Michelle Wang (王美琇), an official with the Taiwan Rescue Action Alliance and one of the organizers of the planned demonstration, said yesterday that they wanted the international community to know that not all Taiwanese support the trade pact and that “the people are fed up” with the government's continued push to sign it.
The date was announced after a meeting yesterday among pro-independence organizations and observed by representatives from the Democratic Progressive Party (DPP) and the Taiwan Solidarity Union (TSU).
Despite earlier media reports that the protest might be held on May 20 to coincide with the second anniversary of President Ma Ying-jeou's (馬英九) inauguration, participants at the meeting said that organizers changed the date because the DPP is scheduled to hold its vote for chairperson on May 23.
Adding that a number of labor organizations and grassroots movements are expected to join, organizers said hundreds of thousands are expected to attend the rally, which would make it the biggest demonstration against the ECFA to date.
A DPP rally in Taichung on Dec. 20 last year against what the party called the Ma administration's non-transparent decision-making process on the proposed ECFA attracted 100,000 people, the DPP said at the time.

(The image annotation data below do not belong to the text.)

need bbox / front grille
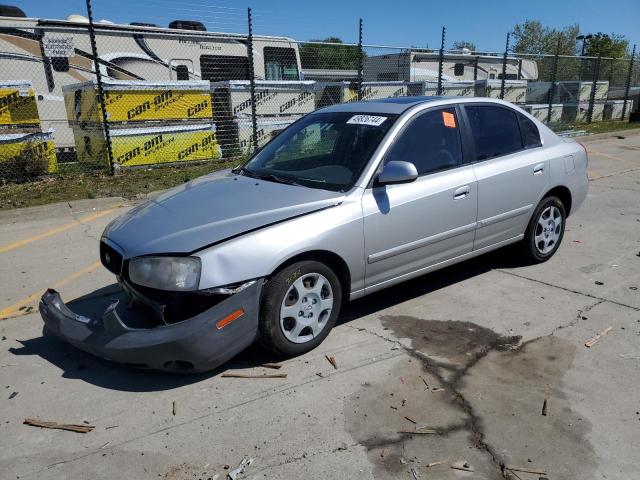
[100,242,123,276]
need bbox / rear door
[362,107,477,292]
[464,103,549,250]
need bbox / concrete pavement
[0,132,640,480]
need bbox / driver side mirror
[376,160,418,186]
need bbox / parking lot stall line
[0,208,116,253]
[0,262,101,321]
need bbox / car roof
[319,96,448,114]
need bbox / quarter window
[465,105,523,160]
[518,114,542,148]
[385,108,462,175]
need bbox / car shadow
[9,247,523,392]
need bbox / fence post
[500,33,510,100]
[547,38,561,123]
[247,7,258,152]
[436,27,447,95]
[622,44,636,121]
[358,19,364,100]
[87,0,114,175]
[587,55,601,123]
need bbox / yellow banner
[0,133,58,173]
[74,125,221,167]
[0,87,40,125]
[64,86,213,124]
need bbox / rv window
[176,65,189,81]
[51,57,69,72]
[200,55,249,82]
[263,47,300,80]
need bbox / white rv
[363,49,538,82]
[0,7,301,156]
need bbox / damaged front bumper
[40,281,263,372]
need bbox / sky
[11,0,640,51]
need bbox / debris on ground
[227,457,253,480]
[504,467,547,475]
[22,418,96,433]
[324,355,338,370]
[260,363,282,370]
[450,462,474,472]
[584,327,613,348]
[220,373,287,378]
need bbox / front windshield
[239,112,397,191]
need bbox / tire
[259,260,342,356]
[522,196,567,263]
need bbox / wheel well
[271,250,351,302]
[545,185,571,217]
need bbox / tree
[512,20,580,55]
[299,37,365,70]
[453,40,476,52]
[585,32,629,58]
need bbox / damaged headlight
[129,257,200,291]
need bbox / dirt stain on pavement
[345,316,596,480]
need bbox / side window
[518,114,542,148]
[465,105,523,160]
[385,108,462,175]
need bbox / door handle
[453,185,471,200]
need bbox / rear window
[465,105,523,160]
[518,114,542,148]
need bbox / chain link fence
[0,0,640,183]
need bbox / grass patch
[0,159,239,210]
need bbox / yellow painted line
[0,262,101,320]
[0,208,116,253]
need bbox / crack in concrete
[348,325,529,479]
[547,300,606,336]
[495,268,640,312]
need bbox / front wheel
[522,196,567,263]
[260,261,342,356]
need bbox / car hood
[103,170,344,258]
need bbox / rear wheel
[522,196,567,263]
[260,260,342,356]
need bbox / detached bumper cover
[40,281,262,372]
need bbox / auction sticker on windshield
[347,115,387,127]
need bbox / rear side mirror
[376,161,418,186]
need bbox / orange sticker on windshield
[442,112,456,128]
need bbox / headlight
[129,257,200,291]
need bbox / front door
[362,108,477,292]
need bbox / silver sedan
[40,97,588,372]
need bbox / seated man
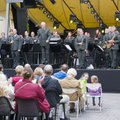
[59,68,84,112]
[53,64,68,80]
[15,68,50,113]
[42,65,69,120]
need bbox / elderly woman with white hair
[42,65,69,120]
[59,68,84,113]
[0,64,14,107]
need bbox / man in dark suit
[10,29,22,67]
[74,29,88,68]
[0,32,7,64]
[37,22,51,64]
[108,26,120,69]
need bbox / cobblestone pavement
[70,93,120,120]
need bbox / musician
[75,29,88,68]
[0,32,7,63]
[64,32,75,67]
[64,32,74,45]
[30,31,38,44]
[24,31,32,44]
[10,29,22,68]
[94,29,102,45]
[37,22,51,64]
[108,26,120,69]
[49,31,62,64]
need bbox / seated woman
[33,67,43,83]
[0,64,14,107]
[87,75,102,106]
[9,65,24,86]
[15,68,50,113]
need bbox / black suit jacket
[11,34,22,51]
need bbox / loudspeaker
[23,0,36,8]
[16,8,28,35]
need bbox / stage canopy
[0,0,120,31]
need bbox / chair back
[62,88,78,94]
[16,98,40,117]
[87,83,102,96]
[45,90,61,107]
[0,97,13,116]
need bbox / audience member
[24,63,31,68]
[87,75,102,106]
[53,64,68,80]
[0,64,14,107]
[42,65,69,120]
[79,73,89,94]
[59,68,84,112]
[15,68,50,113]
[33,67,43,83]
[9,65,24,86]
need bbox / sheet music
[65,45,72,51]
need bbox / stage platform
[4,69,120,92]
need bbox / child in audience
[79,72,89,94]
[87,75,102,106]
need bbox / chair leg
[76,101,79,118]
[62,103,66,118]
[55,105,57,120]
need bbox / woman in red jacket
[15,68,50,113]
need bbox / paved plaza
[70,93,120,120]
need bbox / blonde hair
[91,75,99,83]
[34,67,43,76]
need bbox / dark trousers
[77,50,85,68]
[12,50,20,67]
[41,45,49,64]
[109,49,118,68]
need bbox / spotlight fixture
[53,21,60,29]
[115,11,120,21]
[50,0,56,4]
[70,14,76,23]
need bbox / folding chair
[0,96,14,120]
[45,90,66,120]
[86,83,102,111]
[62,88,81,118]
[16,98,42,120]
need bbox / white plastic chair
[86,83,102,111]
[62,88,81,118]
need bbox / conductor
[37,22,51,64]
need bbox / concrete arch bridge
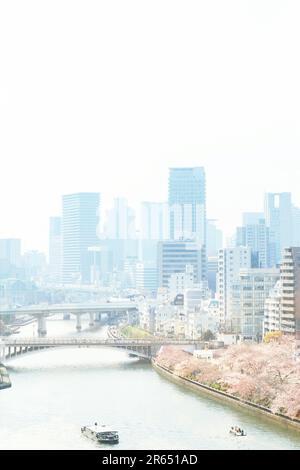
[0,337,197,363]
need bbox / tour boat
[81,423,119,444]
[229,426,246,437]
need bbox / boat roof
[85,424,117,432]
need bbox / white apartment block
[217,246,251,326]
[230,268,280,341]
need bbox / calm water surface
[0,318,300,449]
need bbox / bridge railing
[0,337,196,347]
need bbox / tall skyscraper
[102,198,136,240]
[265,193,293,266]
[141,202,169,240]
[206,219,223,256]
[293,206,300,246]
[62,193,100,284]
[158,240,204,288]
[49,217,62,282]
[236,214,270,268]
[169,167,207,277]
[169,167,206,245]
[0,238,21,268]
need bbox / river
[0,317,300,449]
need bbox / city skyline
[0,169,300,253]
[0,0,300,251]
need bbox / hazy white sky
[0,0,300,250]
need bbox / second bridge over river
[0,337,202,362]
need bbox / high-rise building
[217,246,251,327]
[169,167,206,249]
[136,263,157,295]
[292,206,300,246]
[0,238,21,268]
[141,201,169,240]
[265,193,293,266]
[49,217,62,282]
[206,219,223,256]
[263,280,282,336]
[236,217,270,268]
[280,247,300,341]
[102,198,136,240]
[207,256,218,295]
[230,268,280,341]
[62,193,100,284]
[158,240,205,288]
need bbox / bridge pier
[38,315,47,336]
[76,313,82,331]
[95,312,102,323]
[89,312,95,326]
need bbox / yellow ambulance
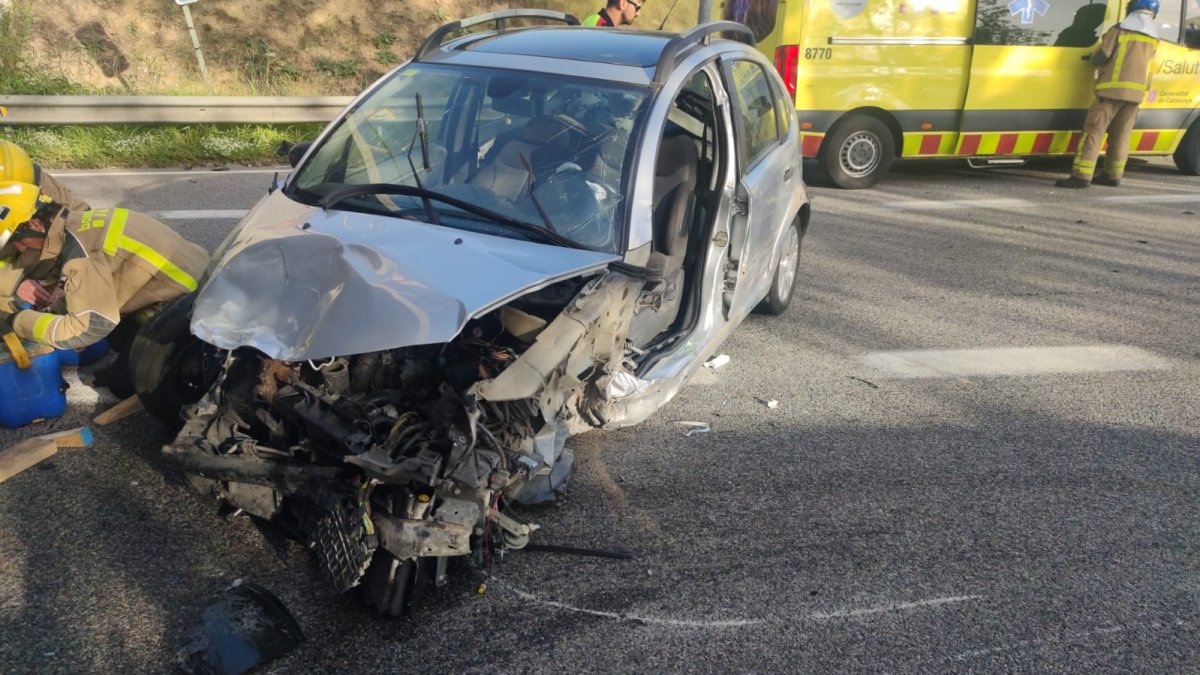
[720,0,1200,189]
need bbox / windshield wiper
[317,183,590,251]
[517,153,558,232]
[406,91,442,225]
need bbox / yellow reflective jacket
[9,209,209,348]
[1092,25,1158,103]
[34,165,91,214]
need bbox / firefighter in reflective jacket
[0,181,209,352]
[583,0,642,28]
[1055,0,1158,187]
[0,139,91,213]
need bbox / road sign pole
[176,0,212,94]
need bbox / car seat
[650,132,700,277]
[467,115,574,201]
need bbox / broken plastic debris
[607,370,650,399]
[704,354,730,370]
[674,420,712,436]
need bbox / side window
[1154,0,1200,44]
[974,0,1105,47]
[730,60,779,166]
[1183,0,1200,49]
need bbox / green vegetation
[0,0,85,95]
[4,124,322,168]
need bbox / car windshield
[288,64,648,252]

Police put the number at 30,000.
DPP Spokesperson Tsai Chi-chang (蔡其昌) yesterday said that while party officials had not yet officially endorsed the June 6 rally, the proposal is under consideration by the party’s nine-member ECFA response team.
Party insiders said the DPP would likely either co-host or officially participate in the rally.

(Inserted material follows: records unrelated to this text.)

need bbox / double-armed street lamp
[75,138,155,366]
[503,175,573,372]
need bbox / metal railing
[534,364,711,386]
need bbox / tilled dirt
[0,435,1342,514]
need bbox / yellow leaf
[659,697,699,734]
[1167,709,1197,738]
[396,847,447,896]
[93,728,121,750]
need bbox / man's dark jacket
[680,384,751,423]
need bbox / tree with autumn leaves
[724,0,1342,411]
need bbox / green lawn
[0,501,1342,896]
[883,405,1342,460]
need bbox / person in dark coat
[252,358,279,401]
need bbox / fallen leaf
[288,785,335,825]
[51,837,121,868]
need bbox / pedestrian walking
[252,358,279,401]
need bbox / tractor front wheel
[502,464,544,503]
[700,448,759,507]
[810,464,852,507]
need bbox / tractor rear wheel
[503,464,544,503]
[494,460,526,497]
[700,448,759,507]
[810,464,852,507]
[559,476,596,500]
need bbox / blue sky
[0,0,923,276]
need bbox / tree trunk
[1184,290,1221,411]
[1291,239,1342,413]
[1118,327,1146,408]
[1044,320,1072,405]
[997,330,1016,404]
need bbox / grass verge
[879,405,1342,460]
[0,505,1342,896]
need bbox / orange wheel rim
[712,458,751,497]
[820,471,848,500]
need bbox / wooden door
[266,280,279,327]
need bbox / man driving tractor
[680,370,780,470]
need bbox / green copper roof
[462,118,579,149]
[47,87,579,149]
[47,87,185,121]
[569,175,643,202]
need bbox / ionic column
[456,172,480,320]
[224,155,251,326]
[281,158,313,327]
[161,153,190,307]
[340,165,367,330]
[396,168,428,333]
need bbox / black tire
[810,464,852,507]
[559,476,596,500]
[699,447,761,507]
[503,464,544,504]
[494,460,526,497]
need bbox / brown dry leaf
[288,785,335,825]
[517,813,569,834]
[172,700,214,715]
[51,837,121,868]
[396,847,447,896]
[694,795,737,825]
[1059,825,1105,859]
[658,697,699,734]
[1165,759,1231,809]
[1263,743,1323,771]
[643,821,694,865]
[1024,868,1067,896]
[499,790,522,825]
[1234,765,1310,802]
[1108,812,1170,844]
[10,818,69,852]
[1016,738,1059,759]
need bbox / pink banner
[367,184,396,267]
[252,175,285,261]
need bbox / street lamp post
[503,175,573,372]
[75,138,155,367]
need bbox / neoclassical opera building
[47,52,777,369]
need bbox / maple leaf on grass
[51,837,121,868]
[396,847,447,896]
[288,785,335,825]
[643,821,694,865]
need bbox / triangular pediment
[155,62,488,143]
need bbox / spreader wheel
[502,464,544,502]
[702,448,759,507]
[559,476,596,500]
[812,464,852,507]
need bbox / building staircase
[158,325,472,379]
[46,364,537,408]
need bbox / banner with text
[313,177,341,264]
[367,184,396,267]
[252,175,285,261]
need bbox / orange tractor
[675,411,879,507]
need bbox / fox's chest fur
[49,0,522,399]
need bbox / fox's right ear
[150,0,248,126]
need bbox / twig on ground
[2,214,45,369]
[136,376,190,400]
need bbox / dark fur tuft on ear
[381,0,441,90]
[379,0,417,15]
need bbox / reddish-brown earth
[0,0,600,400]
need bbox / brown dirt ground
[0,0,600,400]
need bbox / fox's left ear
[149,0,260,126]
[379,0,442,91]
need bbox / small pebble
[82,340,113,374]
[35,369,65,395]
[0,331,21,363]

Some of the demands to be made at the June 6 demonstration will include asking the Ma government to agree to a nationwide referendum on an ECFA.
The TSU will submit papers required for the first phase of a referendum to the Referendum Review Committee next week.
Details about the locations and length of the rally have not been finalized.
Some groups, including the Taiwan Referendum Alliance, were quoted by the Central News Agency as having asked rally organizers to apply continuous pressure on the Ma administration by holding rallies of between 5,000 and 10,000 protesters a day around the legislature, with slogans that read “We will not disperse if there is no referendum.”